HTTP Error 413
want-to-export-group opened this issue · 8 comments
I am trying to archive messages from a large private group. The script seems to run fine, until the "Fetching data" step. Here is the output (the name has been changed to "group"):
:: Downloading all topics (thread) pages...
:: Creating './group//threads/t.0' with 'categories/group'
:: Fetching data from 'https://groups.google.com/forum/?_escaped_fragment_=categories/group'...
--2019-12-20 13:16:16-- https://groups.google.com/forum/?_escaped_fragment_=categories/group
Resolving groups.google.com (groups.google.com)... 2607:f8b0:400d:c0f::8a, 172.217.197.102, 172.217.197.113, ...

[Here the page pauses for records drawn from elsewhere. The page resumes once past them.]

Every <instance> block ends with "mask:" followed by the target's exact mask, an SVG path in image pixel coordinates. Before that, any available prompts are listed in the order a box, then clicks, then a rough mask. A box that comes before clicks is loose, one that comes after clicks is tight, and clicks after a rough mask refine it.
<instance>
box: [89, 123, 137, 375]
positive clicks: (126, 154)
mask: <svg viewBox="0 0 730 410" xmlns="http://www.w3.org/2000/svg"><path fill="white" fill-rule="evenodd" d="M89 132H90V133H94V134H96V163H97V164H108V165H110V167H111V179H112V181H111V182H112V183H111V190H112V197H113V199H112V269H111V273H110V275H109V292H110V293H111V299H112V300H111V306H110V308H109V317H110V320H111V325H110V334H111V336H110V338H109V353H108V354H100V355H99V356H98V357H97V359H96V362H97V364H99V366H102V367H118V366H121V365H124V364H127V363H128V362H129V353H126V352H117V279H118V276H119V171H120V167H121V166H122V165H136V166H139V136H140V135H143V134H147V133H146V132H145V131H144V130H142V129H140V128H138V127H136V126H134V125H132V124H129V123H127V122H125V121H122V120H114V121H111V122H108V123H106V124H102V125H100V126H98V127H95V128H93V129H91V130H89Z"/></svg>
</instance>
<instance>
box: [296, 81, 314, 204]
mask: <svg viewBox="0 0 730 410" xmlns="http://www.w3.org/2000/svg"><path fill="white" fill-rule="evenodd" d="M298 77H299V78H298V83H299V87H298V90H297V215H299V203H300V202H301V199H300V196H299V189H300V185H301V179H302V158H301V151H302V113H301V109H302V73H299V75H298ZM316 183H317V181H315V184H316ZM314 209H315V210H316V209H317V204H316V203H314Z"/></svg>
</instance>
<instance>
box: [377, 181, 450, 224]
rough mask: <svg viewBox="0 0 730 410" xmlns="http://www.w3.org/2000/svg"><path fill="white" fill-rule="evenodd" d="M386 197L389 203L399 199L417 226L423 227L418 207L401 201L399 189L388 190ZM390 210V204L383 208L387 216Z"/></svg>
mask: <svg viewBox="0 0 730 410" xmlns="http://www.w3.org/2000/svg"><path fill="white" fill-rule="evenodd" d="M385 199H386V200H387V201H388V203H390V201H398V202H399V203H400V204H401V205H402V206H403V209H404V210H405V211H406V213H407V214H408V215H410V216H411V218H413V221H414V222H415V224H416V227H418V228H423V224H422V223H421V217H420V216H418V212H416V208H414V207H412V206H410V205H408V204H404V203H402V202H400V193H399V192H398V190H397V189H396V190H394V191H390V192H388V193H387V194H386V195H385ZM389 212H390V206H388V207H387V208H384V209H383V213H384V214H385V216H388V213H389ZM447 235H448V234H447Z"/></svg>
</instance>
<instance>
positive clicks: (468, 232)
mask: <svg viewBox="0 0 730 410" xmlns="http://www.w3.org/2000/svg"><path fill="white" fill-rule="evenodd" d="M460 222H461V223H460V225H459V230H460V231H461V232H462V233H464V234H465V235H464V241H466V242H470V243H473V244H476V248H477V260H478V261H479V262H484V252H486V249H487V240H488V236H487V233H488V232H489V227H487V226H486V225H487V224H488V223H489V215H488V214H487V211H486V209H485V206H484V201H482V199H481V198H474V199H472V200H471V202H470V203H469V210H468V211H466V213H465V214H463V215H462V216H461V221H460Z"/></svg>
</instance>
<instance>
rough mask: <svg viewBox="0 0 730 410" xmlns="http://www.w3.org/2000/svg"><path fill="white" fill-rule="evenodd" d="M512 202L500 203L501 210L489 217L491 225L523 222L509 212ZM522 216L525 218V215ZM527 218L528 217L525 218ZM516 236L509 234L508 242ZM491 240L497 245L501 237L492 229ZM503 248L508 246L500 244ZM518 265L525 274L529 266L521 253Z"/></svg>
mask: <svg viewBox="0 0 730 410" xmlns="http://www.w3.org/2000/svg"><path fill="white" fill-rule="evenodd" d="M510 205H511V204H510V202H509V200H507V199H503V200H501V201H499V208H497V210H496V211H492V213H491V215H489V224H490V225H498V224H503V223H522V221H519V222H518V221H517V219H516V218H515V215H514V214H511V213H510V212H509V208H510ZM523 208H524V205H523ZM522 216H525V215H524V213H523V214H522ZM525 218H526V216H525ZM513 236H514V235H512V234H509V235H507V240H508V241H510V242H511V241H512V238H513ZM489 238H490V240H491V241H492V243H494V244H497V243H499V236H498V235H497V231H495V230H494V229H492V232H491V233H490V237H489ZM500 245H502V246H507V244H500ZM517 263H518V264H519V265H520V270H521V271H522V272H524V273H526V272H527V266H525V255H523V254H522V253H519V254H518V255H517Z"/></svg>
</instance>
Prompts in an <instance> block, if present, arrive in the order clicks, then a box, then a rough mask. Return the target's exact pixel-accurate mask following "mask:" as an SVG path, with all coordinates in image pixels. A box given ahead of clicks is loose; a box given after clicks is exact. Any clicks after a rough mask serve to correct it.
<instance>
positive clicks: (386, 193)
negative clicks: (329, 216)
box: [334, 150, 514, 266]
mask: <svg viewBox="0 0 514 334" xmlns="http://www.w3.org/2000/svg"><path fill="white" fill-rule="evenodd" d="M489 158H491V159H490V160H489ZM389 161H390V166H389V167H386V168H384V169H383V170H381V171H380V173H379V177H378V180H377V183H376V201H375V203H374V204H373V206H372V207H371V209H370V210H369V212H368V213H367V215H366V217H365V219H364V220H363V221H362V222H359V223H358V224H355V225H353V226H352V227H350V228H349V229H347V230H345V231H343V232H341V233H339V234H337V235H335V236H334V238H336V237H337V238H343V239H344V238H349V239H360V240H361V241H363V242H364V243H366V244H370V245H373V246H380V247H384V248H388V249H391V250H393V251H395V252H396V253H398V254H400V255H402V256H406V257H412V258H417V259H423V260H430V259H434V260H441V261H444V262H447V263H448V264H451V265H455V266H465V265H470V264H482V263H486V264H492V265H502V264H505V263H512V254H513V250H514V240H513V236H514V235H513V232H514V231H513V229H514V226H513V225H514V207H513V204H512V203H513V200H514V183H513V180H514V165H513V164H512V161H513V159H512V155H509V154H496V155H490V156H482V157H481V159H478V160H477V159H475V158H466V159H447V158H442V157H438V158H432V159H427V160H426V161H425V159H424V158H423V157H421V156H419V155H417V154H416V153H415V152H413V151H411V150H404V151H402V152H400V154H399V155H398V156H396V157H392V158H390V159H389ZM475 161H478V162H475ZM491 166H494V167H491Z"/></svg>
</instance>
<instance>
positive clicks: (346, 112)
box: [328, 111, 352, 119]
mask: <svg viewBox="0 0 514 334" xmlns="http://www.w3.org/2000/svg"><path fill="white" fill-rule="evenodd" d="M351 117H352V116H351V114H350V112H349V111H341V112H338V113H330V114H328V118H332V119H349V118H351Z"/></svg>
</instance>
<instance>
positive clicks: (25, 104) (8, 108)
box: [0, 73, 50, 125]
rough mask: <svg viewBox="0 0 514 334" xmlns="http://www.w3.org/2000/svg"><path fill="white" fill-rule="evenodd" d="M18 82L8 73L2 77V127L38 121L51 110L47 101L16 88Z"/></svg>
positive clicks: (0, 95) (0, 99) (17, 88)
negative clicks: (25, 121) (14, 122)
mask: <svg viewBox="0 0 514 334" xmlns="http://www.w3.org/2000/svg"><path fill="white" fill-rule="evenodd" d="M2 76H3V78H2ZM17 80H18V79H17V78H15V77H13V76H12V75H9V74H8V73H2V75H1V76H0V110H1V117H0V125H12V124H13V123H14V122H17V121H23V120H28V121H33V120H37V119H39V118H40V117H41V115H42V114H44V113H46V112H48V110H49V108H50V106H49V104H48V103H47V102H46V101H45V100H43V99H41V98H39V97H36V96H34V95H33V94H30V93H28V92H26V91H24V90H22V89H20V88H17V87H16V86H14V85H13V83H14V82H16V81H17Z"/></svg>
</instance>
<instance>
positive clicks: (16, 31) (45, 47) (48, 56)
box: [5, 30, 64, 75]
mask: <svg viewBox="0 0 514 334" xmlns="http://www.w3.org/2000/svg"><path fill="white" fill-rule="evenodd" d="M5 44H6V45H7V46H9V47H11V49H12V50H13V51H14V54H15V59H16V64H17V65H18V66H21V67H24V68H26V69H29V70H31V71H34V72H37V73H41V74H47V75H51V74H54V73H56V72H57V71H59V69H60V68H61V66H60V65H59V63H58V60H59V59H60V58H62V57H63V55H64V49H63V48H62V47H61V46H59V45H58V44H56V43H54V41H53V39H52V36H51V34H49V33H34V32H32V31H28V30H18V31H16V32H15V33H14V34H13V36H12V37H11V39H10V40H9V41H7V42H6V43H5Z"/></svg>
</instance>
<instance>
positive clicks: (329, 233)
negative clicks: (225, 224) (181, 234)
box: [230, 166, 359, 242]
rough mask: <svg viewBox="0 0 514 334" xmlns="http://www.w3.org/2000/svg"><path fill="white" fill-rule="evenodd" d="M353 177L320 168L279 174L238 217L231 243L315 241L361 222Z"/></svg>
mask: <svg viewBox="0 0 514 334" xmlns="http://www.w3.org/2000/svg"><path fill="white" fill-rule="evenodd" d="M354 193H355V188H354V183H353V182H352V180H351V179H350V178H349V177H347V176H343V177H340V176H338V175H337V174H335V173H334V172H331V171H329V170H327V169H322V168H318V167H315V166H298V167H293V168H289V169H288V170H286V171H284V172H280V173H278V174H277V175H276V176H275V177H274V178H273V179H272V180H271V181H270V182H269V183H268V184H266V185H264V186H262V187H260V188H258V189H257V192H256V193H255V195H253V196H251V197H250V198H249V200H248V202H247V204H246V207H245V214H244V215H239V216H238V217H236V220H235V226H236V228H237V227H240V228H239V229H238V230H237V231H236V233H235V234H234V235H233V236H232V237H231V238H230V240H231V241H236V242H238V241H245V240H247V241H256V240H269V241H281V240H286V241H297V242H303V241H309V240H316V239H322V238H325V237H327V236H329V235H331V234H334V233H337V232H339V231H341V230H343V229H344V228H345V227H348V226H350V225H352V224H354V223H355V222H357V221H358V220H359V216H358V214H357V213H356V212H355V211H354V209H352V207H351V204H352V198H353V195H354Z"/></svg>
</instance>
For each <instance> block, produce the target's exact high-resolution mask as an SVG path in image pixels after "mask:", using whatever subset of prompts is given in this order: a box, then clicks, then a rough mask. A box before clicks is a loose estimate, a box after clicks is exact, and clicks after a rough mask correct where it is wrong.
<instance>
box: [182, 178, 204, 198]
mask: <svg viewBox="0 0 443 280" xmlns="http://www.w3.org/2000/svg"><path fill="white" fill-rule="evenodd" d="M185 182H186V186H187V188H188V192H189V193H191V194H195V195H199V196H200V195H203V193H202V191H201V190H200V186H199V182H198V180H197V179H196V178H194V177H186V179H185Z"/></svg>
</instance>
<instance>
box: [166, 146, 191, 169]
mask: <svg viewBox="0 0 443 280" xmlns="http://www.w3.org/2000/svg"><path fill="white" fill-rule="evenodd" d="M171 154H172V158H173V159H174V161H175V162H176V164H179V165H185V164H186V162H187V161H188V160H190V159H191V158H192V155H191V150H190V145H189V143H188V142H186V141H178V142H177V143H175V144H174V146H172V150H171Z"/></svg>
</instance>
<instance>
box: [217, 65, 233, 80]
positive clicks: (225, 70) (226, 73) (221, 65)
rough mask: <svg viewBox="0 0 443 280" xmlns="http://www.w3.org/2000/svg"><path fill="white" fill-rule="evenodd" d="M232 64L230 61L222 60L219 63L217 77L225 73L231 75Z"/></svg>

Connecting to groups.google.com (groups.google.com)|2607:f8b0:400d:c0f::8a|:443... connected.
HTTP request sent, awaiting response... 413 Request Entity Too Large
2019-12-20 13:16:16 ERROR 413: Request Entity Too Large.
As you can see, there is an Error 413. What is causing this, and how can it be fixed?
The test script works fine for "google-group-crawler-public" but fails for "google-group-crawler-public2" due to HTTP error 500. Could something be going wrong with the cookies?
@want-to-export-group Was you able to resolve the issue?
I haven't seen that issue. Maybe it's a temporary network issue, you can look at the wget command and retry if that helps.
The test script works fine for "google-group-crawler-public" but fails for "google-group-crawler-public2" due to HTTP error 500. Could something be going wrong with the cookies?
Yes I can confirm this issue. Google has changed something to prevent our script from working :(
:( it's used to work. Now accessing from the web browser also generates an error https://groups.google.com/forum/?_escaped_fragment_=categories/google-group-crawler-public2
By mistake google-group-crawler-public2
was set to private mode. Now it's fine. Btw, I have rewritten the script using curl hopefully it can help to resolve a few strange issue. Stay tuned.
The problem should be fixed in the latest version 2.0.0 (using curl). Please have a look if it's better. Thanks.